# Whirlpool Service Access Panel Top Install?



## Atlantex (Jul 31, 2007)

I've got a situation where a RH whirlpool abuts a shower enclosure on the side where the access panel needs to be. (I would provide a picture but I don't have 15 posts and can't post links yet) The whirlpool should be a LH unit with the service access on the other side so an access panel could be inside the vanity. However, the tub was purchased AND SET by someone else. Worse yet, the tub has been drilled for the fixtures so it is not returnable.

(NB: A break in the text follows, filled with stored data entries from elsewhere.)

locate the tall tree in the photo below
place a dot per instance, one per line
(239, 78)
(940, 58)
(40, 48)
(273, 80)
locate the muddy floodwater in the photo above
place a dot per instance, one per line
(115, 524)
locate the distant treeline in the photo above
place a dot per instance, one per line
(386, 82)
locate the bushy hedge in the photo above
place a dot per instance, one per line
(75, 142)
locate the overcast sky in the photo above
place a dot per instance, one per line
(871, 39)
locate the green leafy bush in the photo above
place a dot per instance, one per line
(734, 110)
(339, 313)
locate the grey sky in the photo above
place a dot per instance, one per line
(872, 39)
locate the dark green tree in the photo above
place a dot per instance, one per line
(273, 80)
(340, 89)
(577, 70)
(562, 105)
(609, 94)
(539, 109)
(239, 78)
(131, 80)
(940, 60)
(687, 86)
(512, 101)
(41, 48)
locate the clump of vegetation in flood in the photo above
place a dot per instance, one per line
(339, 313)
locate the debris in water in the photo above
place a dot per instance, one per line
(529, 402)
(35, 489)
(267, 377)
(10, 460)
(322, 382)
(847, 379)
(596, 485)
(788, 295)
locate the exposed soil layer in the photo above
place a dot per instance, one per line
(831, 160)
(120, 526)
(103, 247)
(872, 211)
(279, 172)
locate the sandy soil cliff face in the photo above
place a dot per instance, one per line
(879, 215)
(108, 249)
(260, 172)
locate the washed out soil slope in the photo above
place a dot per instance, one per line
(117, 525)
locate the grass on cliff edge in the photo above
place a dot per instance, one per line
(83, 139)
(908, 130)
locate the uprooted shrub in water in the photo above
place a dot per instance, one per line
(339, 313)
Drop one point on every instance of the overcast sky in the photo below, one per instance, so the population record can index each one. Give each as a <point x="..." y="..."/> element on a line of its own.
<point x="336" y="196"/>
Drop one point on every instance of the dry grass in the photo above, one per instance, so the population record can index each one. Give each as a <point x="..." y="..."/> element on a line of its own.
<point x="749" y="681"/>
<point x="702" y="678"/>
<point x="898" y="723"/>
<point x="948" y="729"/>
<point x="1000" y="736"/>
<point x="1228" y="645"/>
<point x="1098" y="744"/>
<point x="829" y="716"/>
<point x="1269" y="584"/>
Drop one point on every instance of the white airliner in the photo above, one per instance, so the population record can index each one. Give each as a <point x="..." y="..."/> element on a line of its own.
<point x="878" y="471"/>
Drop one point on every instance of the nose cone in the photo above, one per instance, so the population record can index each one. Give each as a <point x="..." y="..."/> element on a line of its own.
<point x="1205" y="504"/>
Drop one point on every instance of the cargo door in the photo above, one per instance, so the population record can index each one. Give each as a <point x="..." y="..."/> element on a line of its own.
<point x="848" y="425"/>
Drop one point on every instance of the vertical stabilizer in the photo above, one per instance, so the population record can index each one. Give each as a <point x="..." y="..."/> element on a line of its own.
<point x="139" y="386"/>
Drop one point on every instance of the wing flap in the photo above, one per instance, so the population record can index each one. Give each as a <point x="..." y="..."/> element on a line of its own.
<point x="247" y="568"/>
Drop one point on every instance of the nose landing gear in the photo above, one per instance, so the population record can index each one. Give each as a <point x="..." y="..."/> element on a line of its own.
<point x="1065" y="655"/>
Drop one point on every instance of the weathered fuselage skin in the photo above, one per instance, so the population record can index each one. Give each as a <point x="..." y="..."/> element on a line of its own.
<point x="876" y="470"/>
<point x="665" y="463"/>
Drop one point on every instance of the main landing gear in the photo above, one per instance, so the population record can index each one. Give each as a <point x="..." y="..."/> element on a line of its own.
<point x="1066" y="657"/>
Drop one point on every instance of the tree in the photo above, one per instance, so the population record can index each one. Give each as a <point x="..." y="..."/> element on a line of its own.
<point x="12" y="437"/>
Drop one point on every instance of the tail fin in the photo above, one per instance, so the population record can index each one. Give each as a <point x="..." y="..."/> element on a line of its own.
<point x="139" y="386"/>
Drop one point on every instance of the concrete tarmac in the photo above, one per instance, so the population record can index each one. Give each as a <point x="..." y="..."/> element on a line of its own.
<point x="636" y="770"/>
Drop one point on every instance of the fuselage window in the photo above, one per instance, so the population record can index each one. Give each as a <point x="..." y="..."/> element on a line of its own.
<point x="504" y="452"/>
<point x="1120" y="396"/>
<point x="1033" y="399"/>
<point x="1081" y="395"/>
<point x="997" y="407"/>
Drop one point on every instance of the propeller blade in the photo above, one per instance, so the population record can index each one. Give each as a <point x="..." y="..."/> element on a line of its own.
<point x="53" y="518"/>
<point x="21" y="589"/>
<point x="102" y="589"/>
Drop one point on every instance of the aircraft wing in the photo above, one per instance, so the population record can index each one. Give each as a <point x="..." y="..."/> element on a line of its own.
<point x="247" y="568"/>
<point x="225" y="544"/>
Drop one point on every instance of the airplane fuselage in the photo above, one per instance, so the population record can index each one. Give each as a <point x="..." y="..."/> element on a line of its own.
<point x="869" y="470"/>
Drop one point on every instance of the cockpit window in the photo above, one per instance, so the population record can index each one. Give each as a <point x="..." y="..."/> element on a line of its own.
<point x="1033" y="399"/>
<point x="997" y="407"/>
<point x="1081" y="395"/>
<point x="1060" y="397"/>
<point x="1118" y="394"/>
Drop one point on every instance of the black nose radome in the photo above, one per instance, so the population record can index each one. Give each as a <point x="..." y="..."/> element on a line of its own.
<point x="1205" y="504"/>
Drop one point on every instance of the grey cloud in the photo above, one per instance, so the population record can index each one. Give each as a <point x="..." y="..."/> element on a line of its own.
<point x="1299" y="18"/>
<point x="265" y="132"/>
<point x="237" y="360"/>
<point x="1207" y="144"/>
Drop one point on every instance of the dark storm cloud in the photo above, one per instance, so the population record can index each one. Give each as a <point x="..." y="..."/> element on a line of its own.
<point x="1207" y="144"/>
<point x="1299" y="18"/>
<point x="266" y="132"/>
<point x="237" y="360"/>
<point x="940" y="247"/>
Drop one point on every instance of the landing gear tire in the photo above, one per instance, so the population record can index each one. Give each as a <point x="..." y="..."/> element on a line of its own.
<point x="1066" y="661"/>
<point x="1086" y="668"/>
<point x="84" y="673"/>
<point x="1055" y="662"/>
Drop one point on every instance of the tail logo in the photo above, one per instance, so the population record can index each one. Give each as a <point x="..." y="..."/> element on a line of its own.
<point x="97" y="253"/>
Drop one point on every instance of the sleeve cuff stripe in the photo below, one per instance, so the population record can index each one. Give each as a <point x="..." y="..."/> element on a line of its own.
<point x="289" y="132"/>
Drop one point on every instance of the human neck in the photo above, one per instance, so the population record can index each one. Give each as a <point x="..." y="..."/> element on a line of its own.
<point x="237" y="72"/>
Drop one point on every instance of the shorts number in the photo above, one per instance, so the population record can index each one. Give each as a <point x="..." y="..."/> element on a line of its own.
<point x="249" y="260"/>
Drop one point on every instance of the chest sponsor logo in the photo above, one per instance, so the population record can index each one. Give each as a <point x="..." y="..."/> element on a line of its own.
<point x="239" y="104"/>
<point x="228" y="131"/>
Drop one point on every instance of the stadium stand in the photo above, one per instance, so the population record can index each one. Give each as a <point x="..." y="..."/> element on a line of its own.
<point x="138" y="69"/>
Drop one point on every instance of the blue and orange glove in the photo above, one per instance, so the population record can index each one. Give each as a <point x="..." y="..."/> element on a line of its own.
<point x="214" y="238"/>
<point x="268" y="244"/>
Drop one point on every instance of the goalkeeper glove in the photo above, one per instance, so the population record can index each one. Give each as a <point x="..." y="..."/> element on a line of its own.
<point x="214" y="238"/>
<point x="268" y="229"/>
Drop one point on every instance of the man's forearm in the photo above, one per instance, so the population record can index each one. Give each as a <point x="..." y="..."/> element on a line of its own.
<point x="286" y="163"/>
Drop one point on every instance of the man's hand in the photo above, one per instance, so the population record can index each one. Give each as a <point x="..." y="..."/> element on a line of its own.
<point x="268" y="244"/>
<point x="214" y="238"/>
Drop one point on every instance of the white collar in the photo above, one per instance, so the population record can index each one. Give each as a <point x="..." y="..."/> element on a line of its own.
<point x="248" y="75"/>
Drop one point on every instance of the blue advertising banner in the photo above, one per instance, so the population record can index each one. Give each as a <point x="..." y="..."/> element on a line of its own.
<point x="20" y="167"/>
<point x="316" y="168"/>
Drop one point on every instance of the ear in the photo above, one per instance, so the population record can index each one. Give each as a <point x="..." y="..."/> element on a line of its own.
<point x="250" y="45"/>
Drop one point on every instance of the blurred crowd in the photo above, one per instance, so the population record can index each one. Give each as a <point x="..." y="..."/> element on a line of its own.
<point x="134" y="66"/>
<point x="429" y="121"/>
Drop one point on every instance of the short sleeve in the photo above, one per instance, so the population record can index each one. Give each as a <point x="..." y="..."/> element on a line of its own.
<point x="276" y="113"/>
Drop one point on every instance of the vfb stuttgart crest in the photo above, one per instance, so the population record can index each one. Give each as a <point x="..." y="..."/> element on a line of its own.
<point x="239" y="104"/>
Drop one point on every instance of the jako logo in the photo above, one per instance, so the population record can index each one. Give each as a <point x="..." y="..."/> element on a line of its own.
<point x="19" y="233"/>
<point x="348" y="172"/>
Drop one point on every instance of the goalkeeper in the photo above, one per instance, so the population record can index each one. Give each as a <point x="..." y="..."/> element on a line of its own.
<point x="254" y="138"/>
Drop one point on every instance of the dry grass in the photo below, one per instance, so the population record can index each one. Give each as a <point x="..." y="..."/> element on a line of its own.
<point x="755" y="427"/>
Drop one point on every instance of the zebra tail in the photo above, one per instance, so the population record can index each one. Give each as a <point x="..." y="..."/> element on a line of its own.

Knowing that I can't put the access panel IN the shower because it won't be water tight and would never pass inspection, the only thing I can even think of doing is to put an access panel in the top of the decking between the whirlpool and the shower, which would both look like crap and also have to be water tight. But the homeowner is flatly refusing to purchase a LH unit. So, has anyone ever done an access panel in the top decking of the whirlpool, and if so can you make any suggestions on how to waterproof it or suggest any products that I might use to get this thing to pass inspection?


----------



## Dan_Watson (Mar 1, 2008)

what about from below?


----------



## Atlantex (Jul 31, 2007)

Well, I'd have to check the joist layout to see if it was even possible but that would put the access panel in the ceiling of the kitchen above the over-counter kitchen cabinets. :sad:


----------



## threaderman (Nov 15, 2007)

If it sits on a outside wall it's possible to install a exterior access panel.I've done many,they're code approved if done properly.


----------



## Mike Finley (Apr 28, 2004)

Ack! 

This is tiled right? Tile an access panel on the top and caulk the seam instead of grouting it. Have the homeowner take a picture of the opening so they can figure out where it is later. 

I have no idea if this would fly by code, so make sure on your own.


----------



## mdshunk (Mar 13, 2005)

Yikes. Sounds like you started off with the wrong whirlpool for this job.


----------